A Maiorca, l'accento è posto sulla conservazione dell'acqua: oltre ai dissalatori alimentati da energie rinnovabili, si potenzia la raccolta di acqua piovana urbana e si piantano piante mediterranee resistenti alla siccità negli spazi pubblici e nei nuovi progetti edilizi. Questa è una delle soluzioni più intelligenti, poiché riduce permanentemente la necessità di irrigazione mantenendo l'ambiente verde e attraente.
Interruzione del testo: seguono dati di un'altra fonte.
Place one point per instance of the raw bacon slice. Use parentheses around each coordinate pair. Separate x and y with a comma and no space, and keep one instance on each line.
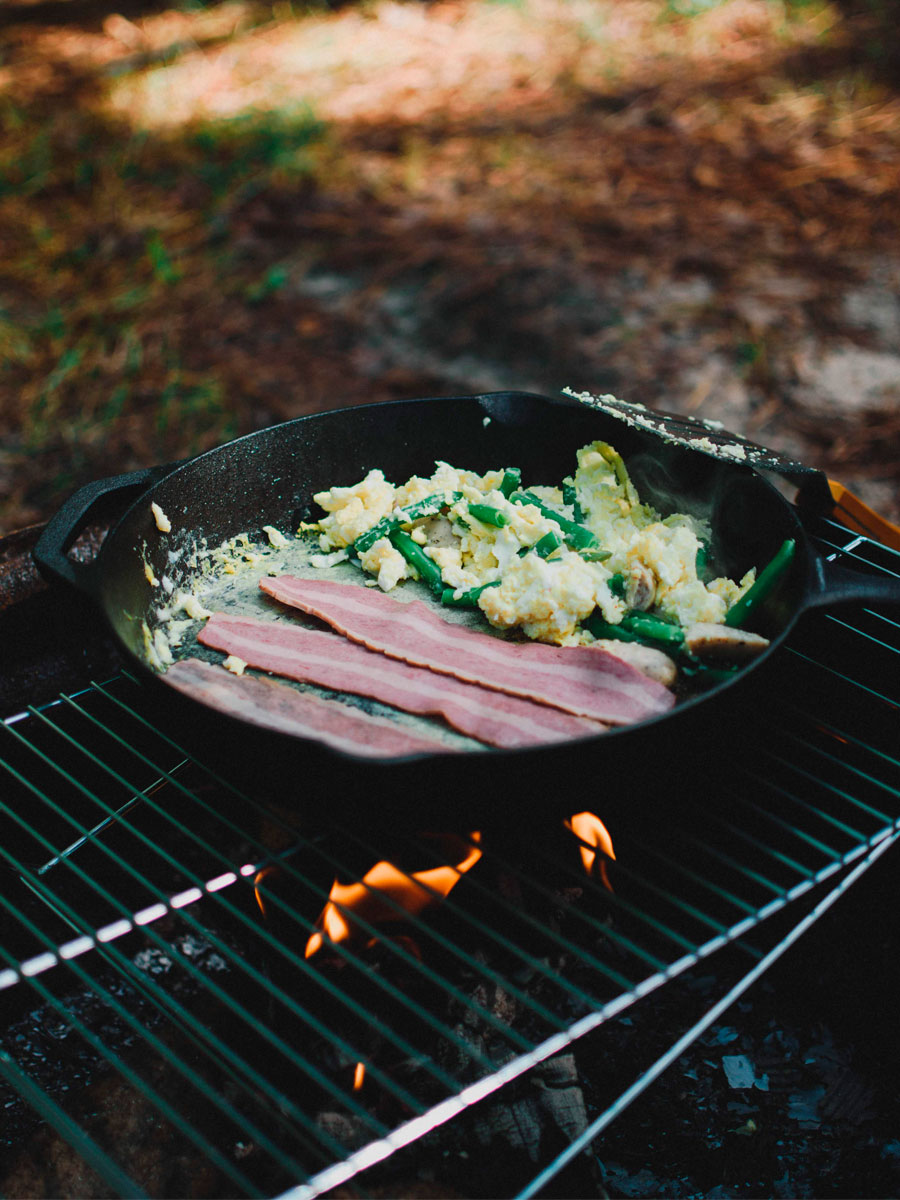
(275,706)
(580,679)
(311,655)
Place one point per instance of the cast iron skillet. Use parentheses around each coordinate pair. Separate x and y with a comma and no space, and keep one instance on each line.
(269,478)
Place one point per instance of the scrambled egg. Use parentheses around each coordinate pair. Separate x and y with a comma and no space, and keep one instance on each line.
(517,546)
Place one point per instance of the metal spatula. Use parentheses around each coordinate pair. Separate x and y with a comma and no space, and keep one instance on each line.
(815,491)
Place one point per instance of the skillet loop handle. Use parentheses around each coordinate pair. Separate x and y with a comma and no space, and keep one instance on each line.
(841,585)
(51,552)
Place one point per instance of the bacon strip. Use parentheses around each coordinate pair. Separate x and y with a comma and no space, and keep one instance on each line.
(312,655)
(579,679)
(275,706)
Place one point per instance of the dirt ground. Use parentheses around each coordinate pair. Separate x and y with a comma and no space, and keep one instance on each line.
(217,216)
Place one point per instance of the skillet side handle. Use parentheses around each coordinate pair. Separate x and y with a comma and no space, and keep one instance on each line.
(51,552)
(839,585)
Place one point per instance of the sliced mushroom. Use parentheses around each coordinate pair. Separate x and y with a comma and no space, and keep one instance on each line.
(712,641)
(438,532)
(640,587)
(649,661)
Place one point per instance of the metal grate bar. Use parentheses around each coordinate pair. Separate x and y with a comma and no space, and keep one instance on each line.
(59,1120)
(153,1043)
(706,1021)
(339,995)
(277,1043)
(133,821)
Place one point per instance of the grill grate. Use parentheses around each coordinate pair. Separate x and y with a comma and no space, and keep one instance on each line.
(159,924)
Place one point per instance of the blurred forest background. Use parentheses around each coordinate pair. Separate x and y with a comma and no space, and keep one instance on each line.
(220,215)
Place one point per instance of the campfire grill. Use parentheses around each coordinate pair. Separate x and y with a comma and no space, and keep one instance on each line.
(168,1006)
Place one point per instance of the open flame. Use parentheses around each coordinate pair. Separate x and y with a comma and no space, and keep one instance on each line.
(385,893)
(589,829)
(388,894)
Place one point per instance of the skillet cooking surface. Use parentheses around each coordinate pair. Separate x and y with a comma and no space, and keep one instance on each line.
(269,479)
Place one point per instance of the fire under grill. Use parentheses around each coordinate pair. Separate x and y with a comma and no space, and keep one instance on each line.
(207,994)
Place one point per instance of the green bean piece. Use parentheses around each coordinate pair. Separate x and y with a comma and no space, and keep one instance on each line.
(600,628)
(466,599)
(510,481)
(654,629)
(575,535)
(427,507)
(616,585)
(425,567)
(570,497)
(768,580)
(489,515)
(547,545)
(621,471)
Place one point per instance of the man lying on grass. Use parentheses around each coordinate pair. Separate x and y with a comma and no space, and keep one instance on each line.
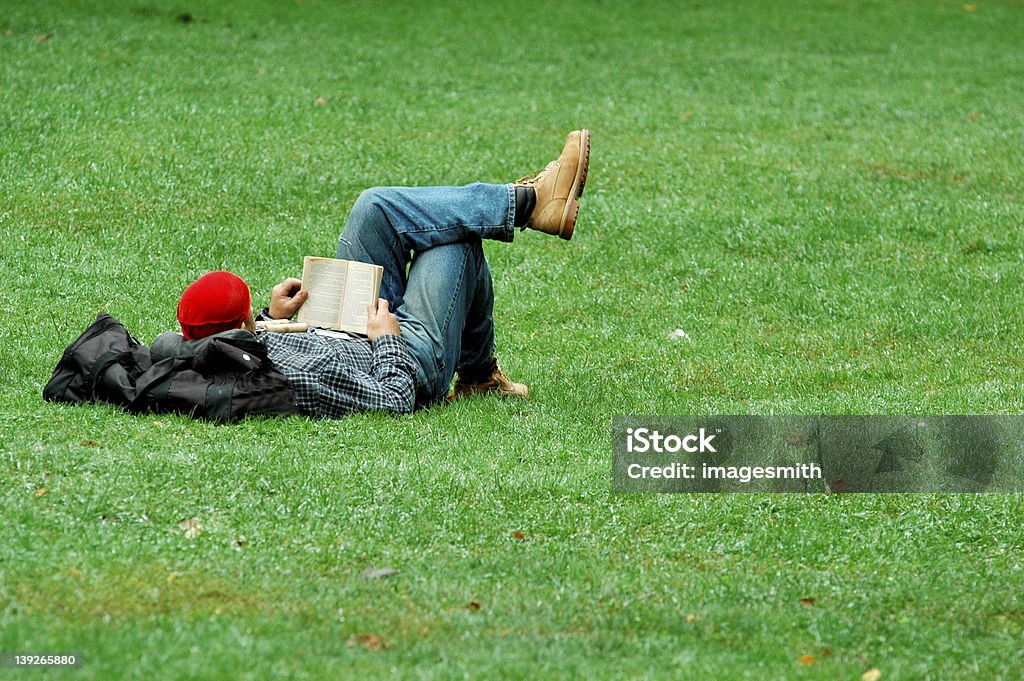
(430,325)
Le isole mediterranee stanno ora imparando una lezione che presto affronteranno anche le aree interne del continente soggette a siccità – come le zone lacustri o le destinazioni termali. Sarà interessante osservare nei prossimi anni come queste destinazioni – così come molte località termali nazionali – reagiranno e con quale rapidità.

Economia circolare: Vacanze senza plastica, l'esempio di Dubrovnik

Dubrovnik ha fatto passi significativi verso un turismo senza plastica, vietando l'uso di plastica monouso negli eventi e nelle istituzioni cittadine e trasformando i rifiuti recuperati dal mare in souvenir locali e occhiali da sole. Questa pratica aiuta i visitatori a ridurre i propri rifiuti durante il viaggio senza sforzo e a vedere da vicino il funzionamento dell'economia circolare. Alla luce delle imminenti rigide normative europee sugli imballaggi, l'esempio di Dubrovnik invia un messaggio al settore: le normative ambientali non devono essere viste come un onere, ma come soluzioni operative uniche che rafforzano l'identità locale.

Rewilding: Quando il ripristino della natura diventa un'esperienza

La conservazione della natura è stata a lungo vista come un limite nella pianificazione turistica. Gli sviluppi basati sul rewilding ribaltano questa prospettiva: il processo di ripristino diventa un'esperienza.

Quest'anno, Rewilding Europe ha lanciato una propria piattaforma di prenotazione chiamata Wilder Places, che consente ai visitatori di esplorare aree in fase di ripristino. In Svezia, Rewilding Sweden e un'agenzia di viaggi specializzata hanno sviluppato insieme una "settimana rewilding", durante la quale gli ospiti partecipano attivamente ai lavori sul campo. In Croazia, nel Velebit, si sta ampliando l'infrastruttura per l'osservazione della fauna selvatica: oltre ai cinque punti di osservazione esistenti, ne verranno installati altri tre, e i safari fotografici verranno migliorati con location appositamente progettate.

Nel nord, il progetto REGGAE tra Finlandia e Svezia fa un passo avanti: sviluppa un modello di turismo che serve contemporaneamente il ripristino ecologico, il benessere della comunità e la salute dei visitatori.

Cosa ci riserva il futuro?

Il tratto comune degli esempi sopra citati è che nessuno di essi riguarda la riduzione del numero di visitatori. Tutto ruota attorno al fatto che una destinazione conosca ciò che accade al suo interno e distribuisca di conseguenza il carico, le risorse e i ricavi. Questa è esattamente la capacità che il sistema di criteri GSTC misura: non l'intenzione, ma la pratica misurabile e documentata.

La strategia europea per il turismo sostenibile in preparazione da parte della Commissione Europea conferma che il turismo del futuro si basa sulla collaborazione. Non si tratta di escludere i turisti, ma di far comprendere loro il peso delle proprie decisioni, mentre la destinazione deve essere in grado di distribuire il carico e le risorse in modo intelligente, in base alle proprie caratteristiche. In questo modo, la sostenibilità passa dall'essere un semplice intento a diventare una realtà misurabile, vissuta e apprezzata da tutti noi.